Attachment styles in adulthood have classifications similar to those used to describe attachment patterns in children:
— Anxious-preoccupied (high anxiety, low avoidance)
— Dismissing-avoidant (low anxiety, high avoidance)
— Fearful-avoidant (high anxiety, high avoidance)
People with a secure attachment style approach relationships with openness, confidence, trust, and respect. People with secure attachments are comfortable with emotional and physical intimacy and can respond to their partner’s needs while also being able to express their own needs.
People with high attachment anxiety worry about being abandoned or uncared for.
People with anxious attachment styles may become overly attentive to their partner because they worry that their partner is always pulling away from them, therefore they feel they need to meet all of their partner’s needs while often and repeatedly sacrificing their own. These unmet and neglected needs can lead to feelings of resentment, fear, jealousy, or unhappiness. People with anxious attachment also seek constant reassurance from their partners because of the uncertainty about their connection and they may experience unreasonable jealousy.
People with high attachment avoidance will worry about letting others get too close and may become overly independent and not let themselves rely on others.
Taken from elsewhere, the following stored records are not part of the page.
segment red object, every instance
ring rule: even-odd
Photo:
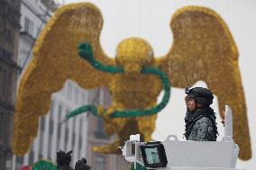
[[[32,170],[32,166],[23,166],[21,167],[21,170]]]

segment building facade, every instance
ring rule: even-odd
[[[50,0],[22,0],[21,31],[18,64],[21,73],[30,63],[32,49],[37,36],[50,19],[56,4]],[[19,75],[22,76],[22,74]],[[112,103],[106,88],[83,90],[76,83],[67,81],[63,89],[52,94],[50,112],[41,118],[38,136],[24,157],[13,157],[13,170],[23,166],[32,166],[38,160],[56,160],[56,152],[73,150],[72,166],[86,157],[88,165],[96,170],[127,170],[130,165],[116,155],[102,155],[91,151],[93,146],[105,145],[114,140],[104,130],[104,121],[99,117],[84,114],[71,118],[67,123],[59,123],[73,109],[84,104],[100,104],[108,107]]]
[[[31,61],[35,40],[57,6],[58,4],[53,0],[21,1],[21,31],[18,50],[18,65],[22,68],[21,72]]]
[[[112,103],[112,97],[107,88],[99,89],[95,97],[95,103],[108,108]],[[100,154],[92,151],[93,147],[104,146],[113,143],[116,137],[107,136],[104,129],[104,120],[101,117],[89,116],[88,118],[88,142],[87,162],[94,170],[129,170],[131,165],[123,158],[123,155]],[[123,143],[124,144],[124,143]],[[120,146],[122,147],[122,146]],[[121,152],[120,152],[121,153]]]
[[[47,115],[41,117],[37,138],[23,157],[14,157],[13,170],[32,166],[38,160],[56,162],[56,152],[73,150],[75,161],[87,157],[88,115],[81,114],[63,122],[65,115],[81,105],[96,101],[100,90],[85,91],[69,80],[62,90],[51,95],[51,106]]]
[[[18,0],[0,0],[0,169],[11,169],[11,139],[14,130],[16,94],[18,39],[20,30]]]

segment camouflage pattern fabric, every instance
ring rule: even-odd
[[[188,140],[215,141],[215,132],[210,119],[203,117],[198,120],[191,130]]]

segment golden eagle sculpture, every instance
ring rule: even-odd
[[[59,91],[67,79],[85,89],[105,86],[112,94],[113,104],[103,118],[105,130],[116,133],[119,139],[110,146],[95,148],[95,151],[114,152],[133,133],[151,140],[156,114],[110,116],[116,110],[146,109],[157,104],[157,97],[163,90],[160,79],[140,73],[142,67],[149,66],[165,72],[173,87],[184,88],[205,81],[217,96],[220,112],[225,104],[233,109],[233,137],[241,148],[239,157],[251,158],[238,50],[227,25],[215,12],[199,6],[178,10],[170,21],[172,47],[160,58],[154,57],[151,45],[139,38],[123,40],[116,49],[115,58],[107,57],[100,44],[102,26],[100,11],[89,3],[65,5],[48,22],[36,40],[32,60],[18,89],[13,140],[15,154],[28,151],[37,136],[40,116],[50,109],[50,95]],[[81,42],[91,45],[95,58],[102,64],[122,67],[124,72],[110,74],[96,69],[79,58],[78,44]]]

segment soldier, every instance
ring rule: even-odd
[[[187,86],[185,137],[187,140],[215,141],[217,127],[215,113],[210,107],[214,95],[206,88]]]

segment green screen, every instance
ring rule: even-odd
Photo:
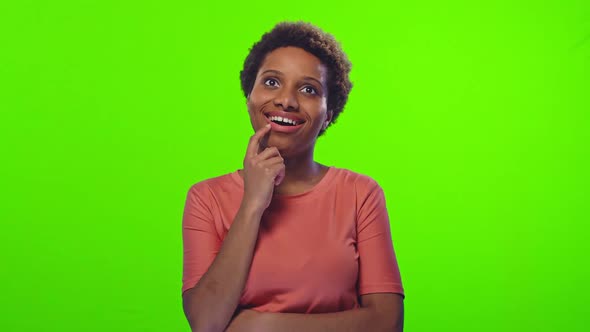
[[[405,330],[588,329],[588,1],[214,3],[0,4],[1,331],[189,331],[186,194],[281,20],[353,64],[316,158],[383,187]]]

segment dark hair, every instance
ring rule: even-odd
[[[336,122],[348,100],[352,83],[348,78],[351,63],[340,48],[338,41],[320,28],[306,22],[280,22],[262,35],[260,41],[254,43],[244,61],[240,72],[240,81],[244,96],[248,96],[254,87],[256,74],[266,55],[273,50],[294,46],[304,49],[320,59],[328,69],[328,111],[332,111],[332,123]],[[324,133],[322,129],[319,135]]]

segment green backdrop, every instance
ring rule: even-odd
[[[1,2],[0,330],[189,330],[186,194],[285,19],[353,63],[316,156],[384,188],[406,331],[587,331],[586,0]]]

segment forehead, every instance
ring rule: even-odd
[[[326,66],[318,57],[292,46],[277,48],[266,55],[259,73],[271,69],[292,77],[314,77],[322,82],[325,82],[327,74]]]

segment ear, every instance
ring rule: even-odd
[[[329,110],[328,112],[326,112],[326,120],[324,121],[324,124],[322,125],[322,129],[326,130],[326,128],[328,128],[328,125],[330,124],[330,122],[332,122],[333,116],[334,116],[334,112],[332,110]]]

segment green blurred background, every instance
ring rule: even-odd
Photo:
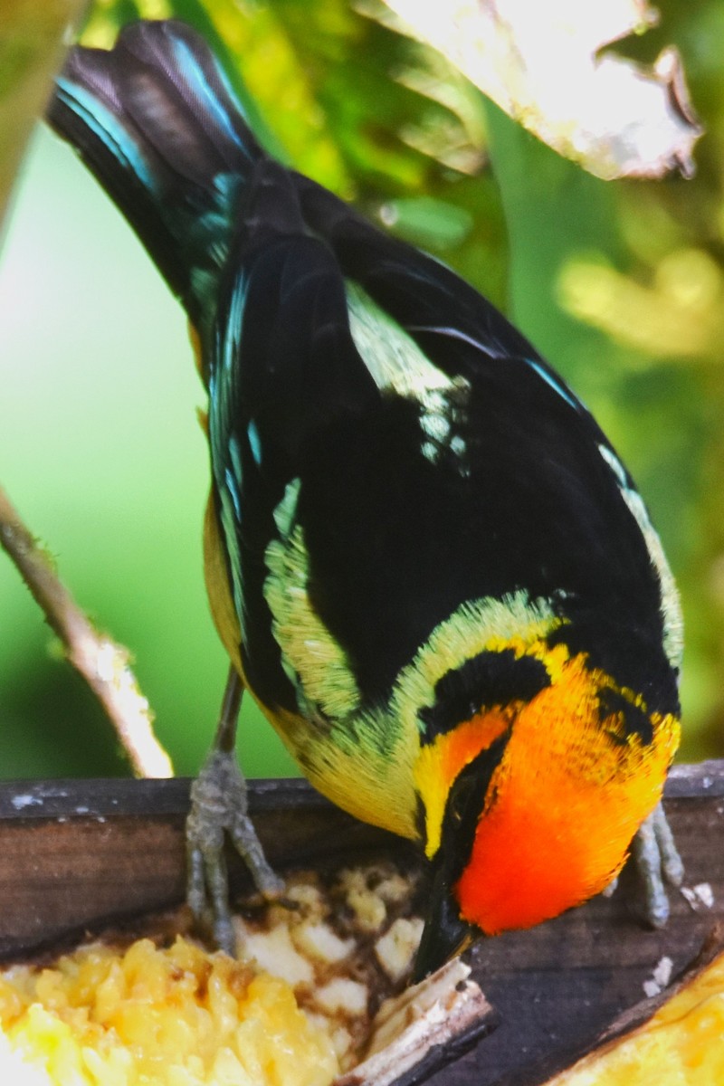
[[[568,378],[628,464],[677,576],[682,757],[696,760],[724,755],[724,5],[659,8],[660,28],[618,48],[683,53],[707,129],[691,181],[595,180],[397,33],[377,0],[116,0],[91,9],[85,35],[110,45],[138,14],[194,23],[297,167],[460,270]],[[18,55],[23,33],[31,12]],[[158,737],[192,773],[226,673],[202,577],[203,390],[180,307],[42,127],[5,226],[0,332],[0,484],[97,624],[131,649]],[[241,749],[251,775],[295,771],[250,705]],[[0,554],[1,775],[127,772]]]

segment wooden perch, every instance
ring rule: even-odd
[[[131,670],[128,649],[93,627],[2,489],[0,545],[60,639],[68,662],[107,714],[134,772],[138,776],[172,776],[174,767],[153,733],[153,712]]]
[[[188,795],[181,780],[0,788],[5,960],[179,902]],[[306,782],[251,782],[251,795],[259,836],[279,868],[334,856],[348,862],[369,850],[409,856],[404,842],[356,822]],[[500,1024],[429,1078],[433,1086],[538,1086],[595,1047],[612,1023],[630,1028],[653,1012],[657,1000],[649,997],[661,960],[671,959],[674,983],[724,922],[724,762],[675,767],[666,811],[686,864],[683,891],[671,893],[668,926],[642,929],[624,885],[611,899],[596,898],[530,932],[479,943],[472,975]]]

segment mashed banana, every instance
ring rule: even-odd
[[[328,1086],[338,1071],[289,984],[180,937],[14,967],[0,1023],[13,1086]]]

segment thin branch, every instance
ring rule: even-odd
[[[134,772],[173,776],[170,758],[153,734],[153,712],[130,669],[128,651],[93,628],[1,488],[0,544],[63,643],[68,661],[111,718]]]

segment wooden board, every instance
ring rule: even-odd
[[[0,786],[0,956],[9,960],[68,933],[179,902],[188,796],[186,780]],[[380,849],[409,855],[408,845],[356,822],[303,781],[252,782],[251,809],[278,867]],[[724,921],[724,762],[676,767],[666,811],[689,892],[689,899],[672,892],[668,926],[644,930],[622,886],[613,898],[533,931],[481,940],[471,955],[473,975],[500,1025],[431,1084],[545,1082],[645,998],[644,984],[662,958],[671,959],[675,977],[697,957]],[[244,876],[239,864],[234,873]]]

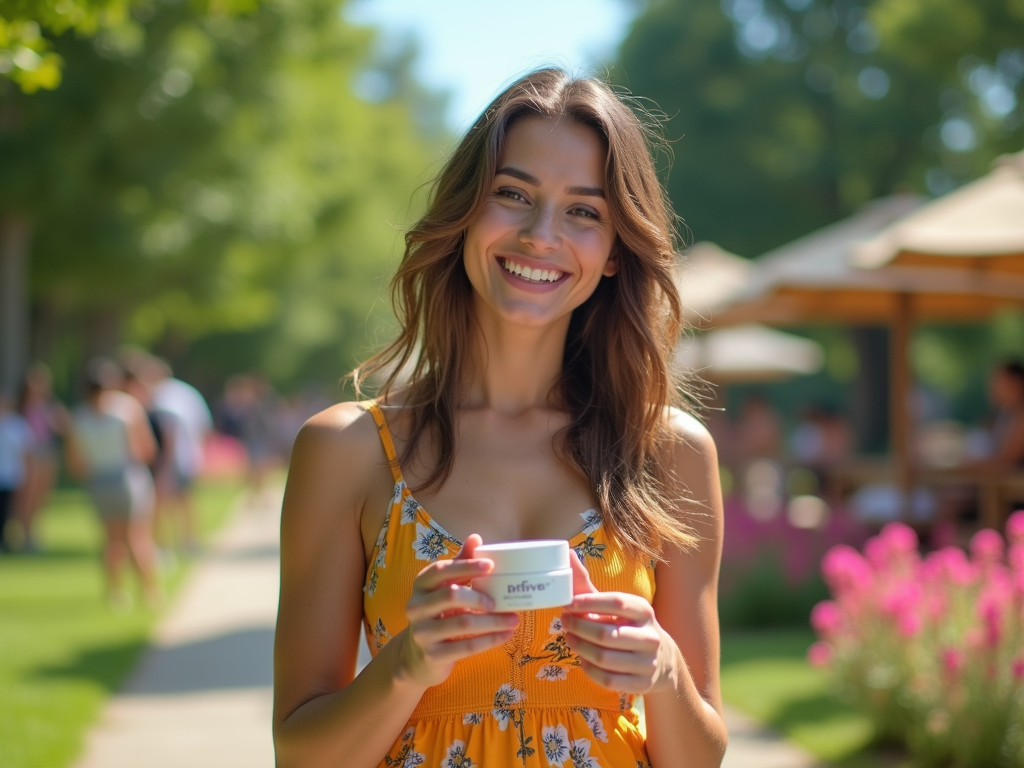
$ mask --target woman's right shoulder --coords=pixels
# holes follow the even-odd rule
[[[321,411],[302,425],[295,438],[286,514],[291,508],[301,510],[303,516],[322,511],[335,517],[347,509],[357,516],[382,457],[377,424],[366,406],[340,402]]]
[[[302,425],[295,438],[293,464],[316,459],[335,467],[361,467],[379,463],[377,423],[365,403],[339,402],[324,409]],[[343,464],[338,464],[343,462]]]

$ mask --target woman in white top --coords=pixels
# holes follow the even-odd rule
[[[131,559],[146,599],[160,599],[153,544],[153,476],[146,464],[156,440],[138,400],[118,391],[120,369],[109,359],[89,364],[86,401],[72,414],[68,466],[85,481],[103,525],[103,562],[111,601],[126,600],[122,573]]]

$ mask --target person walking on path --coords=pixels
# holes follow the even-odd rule
[[[130,560],[145,599],[161,600],[153,543],[153,476],[147,464],[156,440],[145,411],[119,391],[121,371],[106,358],[89,362],[86,401],[75,409],[67,439],[68,466],[85,482],[103,526],[103,565],[109,599],[116,608],[130,601],[124,569]]]
[[[645,127],[598,81],[531,73],[470,128],[356,386],[390,378],[292,454],[281,768],[720,765],[722,500],[670,373],[674,221]],[[477,548],[531,539],[571,546],[572,602],[500,612]]]
[[[0,391],[0,554],[10,550],[5,531],[18,494],[24,492],[31,445],[28,423],[14,411],[11,397]]]
[[[46,506],[60,469],[59,438],[68,429],[68,411],[53,397],[49,370],[37,362],[25,375],[19,411],[32,443],[26,462],[25,487],[18,495],[17,518],[24,528],[23,549],[36,549],[36,517]]]
[[[213,416],[206,399],[196,387],[175,379],[164,360],[150,360],[153,407],[173,419],[174,483],[166,502],[168,513],[176,518],[178,543],[186,554],[199,549],[196,530],[194,485],[203,469],[204,443],[213,428]]]

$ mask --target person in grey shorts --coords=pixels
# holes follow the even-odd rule
[[[103,526],[103,563],[111,603],[129,600],[123,584],[128,560],[145,598],[159,602],[153,543],[153,475],[146,467],[156,439],[138,400],[117,389],[121,371],[106,358],[90,361],[86,400],[72,414],[68,466],[85,483]]]

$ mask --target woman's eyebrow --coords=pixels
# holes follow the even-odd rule
[[[495,175],[511,176],[512,178],[517,178],[520,181],[525,181],[527,184],[532,184],[534,186],[541,186],[541,179],[531,173],[526,173],[526,171],[520,171],[518,168],[513,168],[510,165],[499,168],[495,171]],[[599,186],[566,186],[566,195],[583,195],[590,198],[604,198],[604,189]]]

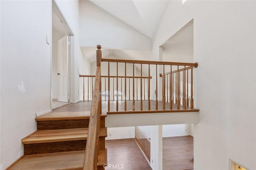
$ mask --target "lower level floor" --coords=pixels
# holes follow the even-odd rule
[[[107,140],[106,144],[109,165],[126,170],[152,169],[134,139]],[[193,155],[192,136],[163,138],[163,170],[193,170]]]

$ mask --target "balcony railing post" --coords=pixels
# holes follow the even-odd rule
[[[193,67],[191,69],[191,96],[190,99],[190,109],[194,108],[194,99],[193,99]]]
[[[130,85],[129,85],[130,86]],[[124,63],[124,111],[127,110],[126,103],[126,63]]]
[[[116,62],[116,111],[118,111],[118,97],[119,96],[119,93],[118,91],[118,62]]]
[[[156,65],[156,110],[158,110],[158,87],[157,87],[157,64]]]
[[[134,100],[134,63],[132,69],[132,110],[135,110],[135,101]]]
[[[170,66],[170,109],[172,109],[172,65]]]
[[[142,65],[140,64],[140,110],[142,108]]]
[[[148,110],[150,110],[150,64],[148,64]]]
[[[164,65],[163,66],[163,110],[165,110],[165,75]]]

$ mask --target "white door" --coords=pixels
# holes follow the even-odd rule
[[[68,37],[66,36],[58,42],[58,101],[68,102]]]

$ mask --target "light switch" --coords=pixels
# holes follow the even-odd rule
[[[50,38],[47,35],[46,35],[46,43],[50,45]]]

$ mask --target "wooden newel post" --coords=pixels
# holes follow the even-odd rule
[[[101,45],[97,45],[97,51],[96,52],[96,57],[97,59],[97,66],[100,66],[100,62],[101,61]]]

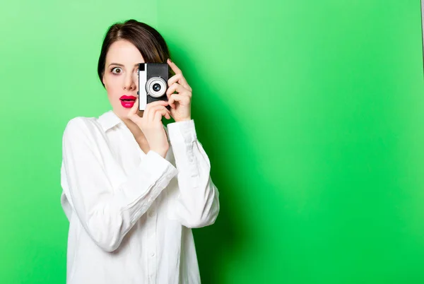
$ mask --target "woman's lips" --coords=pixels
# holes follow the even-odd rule
[[[123,95],[119,97],[121,100],[121,105],[122,107],[129,109],[131,108],[133,105],[134,105],[134,102],[136,102],[136,97],[134,95]]]

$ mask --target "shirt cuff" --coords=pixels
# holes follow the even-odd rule
[[[167,125],[170,141],[190,144],[197,140],[194,120],[173,122]]]

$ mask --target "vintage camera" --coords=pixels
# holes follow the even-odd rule
[[[139,110],[156,100],[167,101],[166,90],[169,76],[168,64],[164,63],[139,64]],[[169,110],[170,106],[167,106]]]

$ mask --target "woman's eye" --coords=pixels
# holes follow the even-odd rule
[[[113,73],[114,74],[119,74],[122,72],[122,69],[121,69],[119,67],[114,67],[114,68],[112,69],[112,73]]]

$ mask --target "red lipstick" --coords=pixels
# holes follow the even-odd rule
[[[121,100],[121,105],[122,105],[122,107],[126,109],[129,109],[131,108],[133,105],[134,105],[134,102],[136,102],[136,98],[137,97],[134,97],[134,95],[124,95],[123,96],[119,97],[119,100]]]

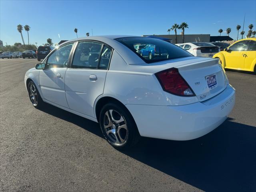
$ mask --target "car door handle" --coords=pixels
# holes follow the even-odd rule
[[[89,78],[90,80],[91,81],[95,81],[97,80],[97,76],[95,75],[90,75]]]
[[[57,77],[60,78],[61,77],[61,74],[60,74],[60,73],[57,73],[57,74],[56,74],[56,76],[57,76]]]

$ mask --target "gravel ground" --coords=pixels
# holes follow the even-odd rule
[[[98,124],[33,107],[24,78],[38,62],[0,60],[0,191],[256,191],[256,76],[227,72],[235,108],[206,136],[121,152]]]

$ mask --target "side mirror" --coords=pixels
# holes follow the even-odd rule
[[[44,63],[38,63],[36,65],[36,69],[44,69],[45,64]]]

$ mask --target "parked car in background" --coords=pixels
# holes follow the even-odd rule
[[[239,40],[214,56],[220,59],[224,68],[256,74],[256,38]]]
[[[44,59],[54,49],[54,48],[52,46],[39,46],[36,52],[38,61]]]
[[[197,138],[223,122],[234,105],[234,89],[218,59],[147,37],[78,39],[65,42],[26,72],[29,99],[36,108],[46,102],[99,122],[116,148],[130,147],[140,136]],[[168,57],[142,57],[134,46],[144,44]],[[96,45],[101,48],[82,56]]]
[[[22,53],[18,51],[14,52],[13,54],[15,55],[15,58],[18,58],[19,57],[21,58],[22,57]]]
[[[22,58],[36,58],[36,55],[34,51],[32,50],[27,50],[22,52]]]
[[[219,52],[218,46],[204,42],[183,43],[179,46],[196,57],[212,57]]]
[[[230,45],[230,44],[224,42],[210,42],[210,43],[216,46],[218,46],[220,51],[224,51],[224,49]]]
[[[1,58],[2,59],[4,59],[4,58],[12,59],[12,58],[15,58],[15,55],[14,55],[12,52],[4,52],[1,54]]]

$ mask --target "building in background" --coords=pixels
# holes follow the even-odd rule
[[[143,35],[143,36],[148,36],[150,35]],[[170,39],[170,41],[173,44],[175,44],[175,35],[157,35],[155,36],[166,38]],[[210,34],[185,34],[184,43],[190,42],[210,42]],[[182,35],[177,35],[177,43],[182,43]]]
[[[0,40],[0,47],[4,47],[4,45],[3,44],[3,41]]]

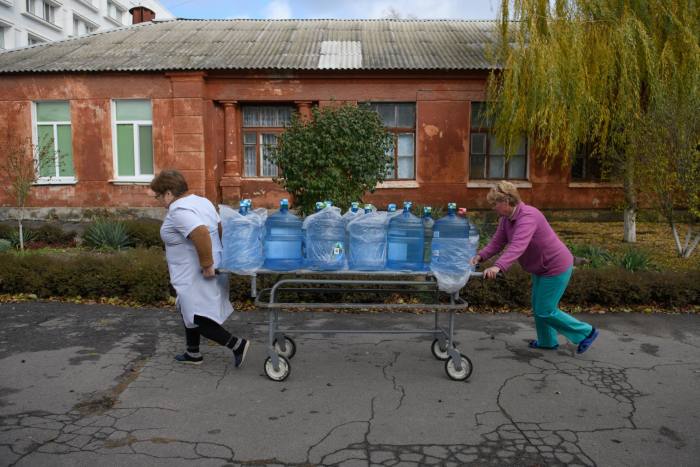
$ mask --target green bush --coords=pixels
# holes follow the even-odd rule
[[[32,231],[35,234],[34,241],[45,243],[46,245],[70,245],[75,240],[75,232],[64,231],[57,224],[44,224]]]
[[[169,295],[168,269],[160,250],[0,255],[0,293],[119,297],[143,304],[158,303]]]
[[[311,112],[308,121],[294,114],[272,148],[270,161],[281,169],[276,181],[294,196],[301,214],[313,213],[316,201],[326,199],[346,210],[385,179],[387,164],[393,163],[387,155],[392,136],[366,106],[314,107]]]
[[[27,244],[30,242],[33,242],[34,239],[36,238],[36,232],[23,226],[22,227],[22,237],[24,239],[24,246],[26,248]],[[10,235],[7,237],[7,239],[10,241],[10,244],[12,245],[13,248],[19,248],[20,247],[19,228],[17,230],[12,230],[10,232]]]
[[[586,267],[594,269],[602,268],[609,265],[612,261],[612,255],[599,246],[579,244],[569,244],[567,246],[574,256],[586,258],[589,261],[589,263],[585,265]]]
[[[619,260],[619,266],[627,271],[647,271],[654,269],[649,254],[637,248],[627,248]]]
[[[123,250],[133,244],[121,221],[97,219],[85,229],[85,245],[96,249]]]
[[[13,230],[14,228],[12,226],[0,224],[0,238],[4,238],[5,240],[9,239]]]
[[[124,226],[134,242],[134,246],[143,248],[163,248],[163,241],[160,238],[160,224],[160,221],[146,219],[124,221]]]

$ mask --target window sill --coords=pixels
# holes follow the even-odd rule
[[[419,188],[420,185],[415,180],[387,180],[382,183],[377,183],[377,188],[392,189],[392,188]]]
[[[2,0],[0,0],[0,1],[2,1]],[[90,10],[94,11],[95,13],[98,13],[100,11],[100,9],[98,7],[96,7],[95,5],[93,5],[92,3],[90,3],[89,0],[78,0],[78,3],[83,5],[85,8],[89,8]]]
[[[114,180],[109,180],[112,185],[150,185],[153,176],[148,177],[133,177],[133,178],[115,178]]]
[[[492,188],[496,186],[496,183],[500,182],[501,179],[493,180],[469,180],[467,182],[467,188]],[[532,183],[527,180],[506,180],[507,182],[515,185],[516,188],[532,188]]]
[[[75,185],[78,180],[75,177],[50,177],[39,178],[33,185]]]
[[[569,188],[622,188],[622,183],[569,182]]]
[[[31,20],[36,21],[39,24],[43,24],[44,26],[47,26],[55,31],[63,31],[63,28],[61,26],[50,23],[50,22],[46,21],[44,18],[37,16],[37,15],[34,15],[32,13],[27,13],[26,11],[23,11],[22,16],[30,18]]]
[[[111,16],[105,16],[104,18],[105,18],[107,21],[109,21],[110,23],[112,23],[112,24],[114,24],[114,25],[116,25],[116,26],[125,26],[124,23],[122,23],[122,22],[119,21],[118,19],[112,18]]]

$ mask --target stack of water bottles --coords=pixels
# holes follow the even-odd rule
[[[476,255],[479,232],[464,217],[457,216],[457,205],[447,206],[447,215],[433,225],[430,270],[438,280],[440,290],[457,292],[467,283]]]
[[[423,217],[411,214],[411,202],[397,212],[359,203],[345,214],[331,201],[316,204],[316,212],[304,219],[289,211],[283,199],[279,211],[266,215],[251,210],[249,200],[235,211],[221,206],[223,223],[223,267],[251,273],[259,269],[293,271],[432,271],[440,289],[456,292],[472,270],[479,233],[466,218],[457,215],[455,203],[447,215],[432,219],[432,209]]]
[[[315,271],[346,269],[345,224],[330,201],[316,203],[316,213],[302,224],[304,231],[304,267]]]
[[[238,211],[226,205],[219,206],[222,243],[221,267],[237,274],[253,274],[265,262],[263,235],[267,209],[253,211],[249,199],[241,201]]]

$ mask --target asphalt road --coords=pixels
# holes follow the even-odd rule
[[[178,364],[169,310],[1,304],[0,465],[698,465],[700,317],[583,315],[583,355],[532,350],[531,318],[458,315],[466,382],[411,335],[295,337],[284,382],[263,372],[266,315],[242,369],[202,346]],[[290,313],[319,329],[428,329],[431,314]]]

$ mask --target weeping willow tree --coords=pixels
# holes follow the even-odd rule
[[[498,139],[522,133],[546,165],[594,148],[623,183],[624,240],[636,240],[639,122],[662,90],[697,93],[698,0],[503,0],[488,85]],[[510,152],[510,151],[509,151]]]

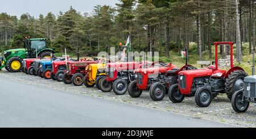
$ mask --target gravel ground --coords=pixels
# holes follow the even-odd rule
[[[185,98],[181,103],[172,103],[168,96],[160,102],[154,102],[150,98],[149,93],[144,91],[139,98],[132,98],[127,92],[118,96],[113,91],[102,92],[96,87],[87,88],[85,86],[74,86],[65,85],[51,79],[46,80],[38,76],[27,75],[23,73],[11,73],[0,71],[0,76],[30,85],[45,86],[59,90],[80,94],[104,99],[131,104],[141,107],[187,115],[195,118],[201,118],[221,123],[238,125],[246,127],[256,127],[256,104],[250,103],[248,111],[245,113],[237,113],[233,110],[231,102],[225,95],[219,95],[213,99],[212,104],[207,108],[197,106],[194,98]]]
People with avoidant attachment may avoid or deny themselves emotional intimacy and prefer not to form long-term relationships. Emotional distance may be created by looking for flaws in their partner or in the relationship once they begin to feel close to their partner. People with avoidant attachment may have difficulty expressing their feelings or showing intimacy and may not want to be perceived as ‘needy’ and reject their partner’s vulnerabilities.
People with a fearful-avoidant attachment often crave a close relationship but feel unworthy of love or afraid of losing the connection once they have it. These fears and insecurities can make make them avoid or suppress any desire for intimacy. People with fearful-avoidant attachment are able to feel intense feelings of love for a partner but as things get more serious, they’ll panic and search for reasons to end the relationship.
A person may not show the same kind of attachment pattern in every close relationship or they may not fall clearly within these classification. For some people, their attachment style may be a combination of the different behaviors.
Can you change your attachment style? Yes, it’s possible, but it will take time, patience, and effort. It may be possible in time that having a connection to someone with a secure attachment style may help someone to feel more security and trust in the relationship. Part of having a secure attachment is becoming self-aware and accountable for your role in the relationship and how your behaviors affect others. That being said, sometimes we recreate our early relationships and chose partners who reinforce and recreate insecure attachments. Therapy can also help to identify and work through some of the barriers to a more secure connection with others.